Skelton told the court people were not evicted from the commune if they did not sign and some people had spent decades in the community without signing the document.

He said it was never an intention among community members that their arrangements could constitute a contractual arrangement.

"The relationships were based on shared spiritual beliefs and understandings. It's fundamental to joining the church that you accept the 'everything in common' belief," Skelton said.

He said signing the commitment to the church - which included pledges to work for the communal interest - was a "unilateral vow to the Lord and to members of the community but was not intended to be enforceable by law".

Skelton said central to documents outlining the commune's ethos and way of life were statements eschewing recourse to the legal system in the event of disputes.

"No Christian should ever, at any time or for any reason, take another Christian to the law. It is better to suffer a wrong or be defrauded than to take a Christian brother to law before unbelievers," Skelton read from a document prepared by the community entitled 'What we believe'.

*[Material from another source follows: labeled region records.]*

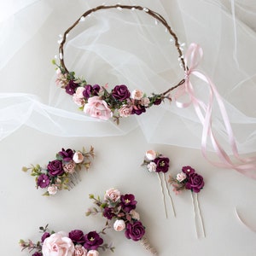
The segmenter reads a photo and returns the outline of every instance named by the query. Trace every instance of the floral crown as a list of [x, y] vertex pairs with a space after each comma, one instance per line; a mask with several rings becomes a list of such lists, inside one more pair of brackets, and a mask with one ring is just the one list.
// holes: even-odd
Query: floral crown
[[55, 195], [59, 190], [68, 189], [80, 181], [79, 172], [90, 166], [90, 158], [94, 157], [94, 148], [89, 152], [83, 148], [81, 151], [71, 148], [64, 149], [56, 154], [55, 160], [49, 162], [46, 167], [38, 164], [30, 167], [22, 167], [23, 172], [31, 171], [31, 175], [36, 177], [37, 189], [46, 189], [43, 195]]
[[103, 251], [110, 249], [113, 252], [114, 247], [104, 243], [101, 234], [105, 234], [105, 229], [100, 232], [90, 231], [84, 233], [80, 230], [73, 230], [67, 233], [64, 231], [49, 231], [48, 224], [39, 228], [43, 234], [41, 240], [33, 242], [20, 240], [21, 250], [28, 250], [32, 253], [32, 256], [50, 256], [50, 255], [81, 255], [81, 256], [98, 256], [98, 249]]
[[103, 120], [113, 118], [113, 120], [119, 124], [119, 118], [121, 117], [128, 117], [132, 114], [139, 115], [146, 112], [146, 109], [153, 105], [160, 105], [166, 99], [171, 102], [172, 99], [169, 96], [170, 91], [182, 85], [185, 82], [185, 79], [183, 79], [177, 84], [168, 89], [166, 91], [159, 94], [153, 93], [151, 96], [147, 96], [143, 91], [138, 89], [130, 91], [128, 87], [125, 84], [116, 85], [110, 91], [108, 91], [107, 85], [89, 84], [85, 79], [76, 77], [74, 72], [68, 71], [64, 63], [63, 49], [68, 33], [78, 24], [84, 21], [85, 17], [89, 16], [91, 13], [100, 9], [109, 9], [142, 10], [163, 24], [166, 31], [168, 31], [173, 38], [180, 66], [184, 71], [186, 71], [187, 67], [182, 53], [183, 48], [178, 42], [177, 35], [166, 20], [158, 13], [141, 6], [121, 4], [109, 6], [101, 5], [84, 13], [79, 19], [64, 32], [63, 37], [59, 41], [60, 64], [56, 64], [55, 61], [53, 61], [53, 63], [57, 66], [56, 84], [65, 89], [66, 92], [73, 96], [74, 102], [79, 106], [79, 109], [83, 110], [85, 113]]
[[145, 236], [145, 227], [140, 220], [140, 215], [136, 212], [137, 201], [132, 194], [121, 194], [115, 189], [109, 189], [105, 192], [104, 199], [96, 198], [90, 195], [96, 207], [88, 209], [86, 216], [102, 213], [107, 218], [106, 227], [111, 227], [111, 220], [114, 220], [113, 227], [116, 231], [125, 230], [127, 239], [141, 241], [142, 245], [151, 253], [158, 255], [156, 250], [150, 245]]

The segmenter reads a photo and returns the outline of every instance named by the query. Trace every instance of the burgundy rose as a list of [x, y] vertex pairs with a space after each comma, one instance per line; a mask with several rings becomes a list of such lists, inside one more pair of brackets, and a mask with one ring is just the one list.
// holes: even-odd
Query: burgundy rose
[[76, 84], [73, 80], [70, 80], [67, 85], [66, 86], [65, 90], [67, 94], [73, 95], [78, 87], [78, 84]]
[[84, 236], [84, 247], [87, 250], [96, 250], [103, 243], [103, 239], [96, 231], [89, 232]]
[[36, 253], [32, 253], [32, 256], [43, 256], [43, 254], [40, 252], [36, 252]]
[[44, 239], [46, 239], [47, 237], [49, 237], [50, 236], [50, 234], [49, 232], [44, 232], [41, 237], [41, 241], [42, 242], [44, 242]]
[[201, 175], [192, 173], [189, 176], [185, 188], [187, 189], [191, 189], [195, 193], [198, 193], [203, 188], [204, 184], [204, 179]]
[[74, 230], [68, 233], [68, 237], [72, 240], [74, 243], [83, 244], [84, 243], [84, 235], [82, 230]]
[[62, 162], [58, 160], [55, 160], [49, 162], [47, 166], [47, 170], [51, 176], [62, 175], [64, 170], [62, 168]]
[[103, 216], [108, 219], [111, 219], [114, 216], [114, 214], [112, 212], [112, 208], [105, 207], [103, 211]]
[[165, 156], [160, 156], [154, 160], [156, 164], [156, 172], [166, 172], [169, 169], [169, 158]]
[[125, 212], [130, 212], [136, 208], [137, 201], [132, 194], [122, 195], [120, 197], [120, 206]]
[[119, 101], [124, 101], [128, 99], [131, 96], [131, 93], [126, 85], [116, 85], [112, 90], [113, 96]]
[[142, 106], [142, 105], [134, 105], [132, 106], [133, 108], [132, 108], [132, 111], [131, 111], [131, 113], [135, 113], [135, 114], [141, 114], [143, 113], [145, 113], [146, 112], [146, 108], [144, 106]]
[[140, 221], [137, 221], [134, 224], [127, 224], [125, 235], [128, 239], [132, 239], [133, 241], [139, 241], [143, 238], [144, 234], [145, 228]]
[[62, 157], [65, 162], [69, 162], [73, 160], [73, 151], [70, 148], [67, 148], [67, 150], [62, 148], [62, 150], [59, 152], [59, 154]]
[[49, 176], [46, 174], [41, 174], [38, 178], [37, 184], [41, 189], [44, 189], [44, 188], [48, 187], [49, 184]]
[[183, 172], [186, 173], [188, 176], [189, 176], [192, 173], [195, 173], [195, 169], [193, 169], [191, 166], [183, 166]]

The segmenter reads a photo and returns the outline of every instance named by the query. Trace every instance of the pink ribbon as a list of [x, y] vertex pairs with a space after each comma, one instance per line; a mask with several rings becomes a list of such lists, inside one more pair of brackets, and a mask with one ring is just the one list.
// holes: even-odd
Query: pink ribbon
[[[201, 137], [201, 152], [203, 156], [211, 164], [221, 168], [235, 169], [249, 177], [256, 179], [256, 158], [241, 158], [239, 155], [231, 125], [221, 96], [219, 96], [216, 86], [211, 81], [211, 79], [202, 72], [196, 69], [200, 61], [202, 58], [202, 55], [203, 50], [198, 44], [191, 44], [189, 45], [184, 59], [186, 65], [188, 65], [189, 63], [188, 67], [187, 67], [188, 69], [185, 72], [185, 83], [182, 86], [180, 86], [174, 97], [176, 104], [178, 108], [188, 108], [189, 105], [193, 104], [195, 113], [203, 126]], [[190, 81], [190, 78], [192, 75], [201, 79], [208, 85], [209, 99], [207, 104], [196, 98], [193, 85]], [[189, 101], [187, 102], [177, 102], [177, 98], [185, 93], [188, 94]], [[234, 163], [231, 160], [230, 157], [221, 147], [220, 143], [212, 132], [212, 108], [214, 98], [216, 99], [216, 102], [218, 103], [222, 119], [229, 137], [229, 143], [232, 148], [233, 155], [236, 159], [237, 163]], [[207, 143], [208, 138], [211, 139], [212, 148], [220, 160], [219, 162], [210, 160], [207, 157]]]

Work a part of a wider communal goal

Skelton said - as children were considered a gift from god - it was not uncommon for families in the community's family's to have approximately 10 children.

He said women in the community's tasks were typically in support of the community's internal functions - often working in commercial sized kitchens and laundry facilities - while men were able to engage with the "outside world" to bring income into the community.

Skelton said the belief structure outlined in the 'What we believe' document was consistent with what happened "on the ground" in the community.

"It's the responsibility of each man in the church to work hard to provide practical and material means for himself, his own family and every other person in the church. It's not the woman's place to be the bread winner - or income earner - they should give themselves to caring for people within the context of the Christian home and the close knit Christian community," Skelton read from the document.

He said earnings' from this work as well as benefits collected by the women under the Working For Families scheme would be paid into a central account for collective uses.

Skelton said following the Employment Court ruling in 2021 - that the workers were in an employment relationship - the group had abandoned communal meals and washing machines had been purchased as individual families took on responsibility for those duties.

Skelton cited a prior case relating to the Salvation Army where he said the parties intention to enter into a contractual relationship was a defining factor into the nature of the employee/employer relationship.

He said - in that instance - the real nature of the relationship was a cadetship when a person agreed to work or provide services as a part of training towards a goal.

The appeal is scheduled to run for two days.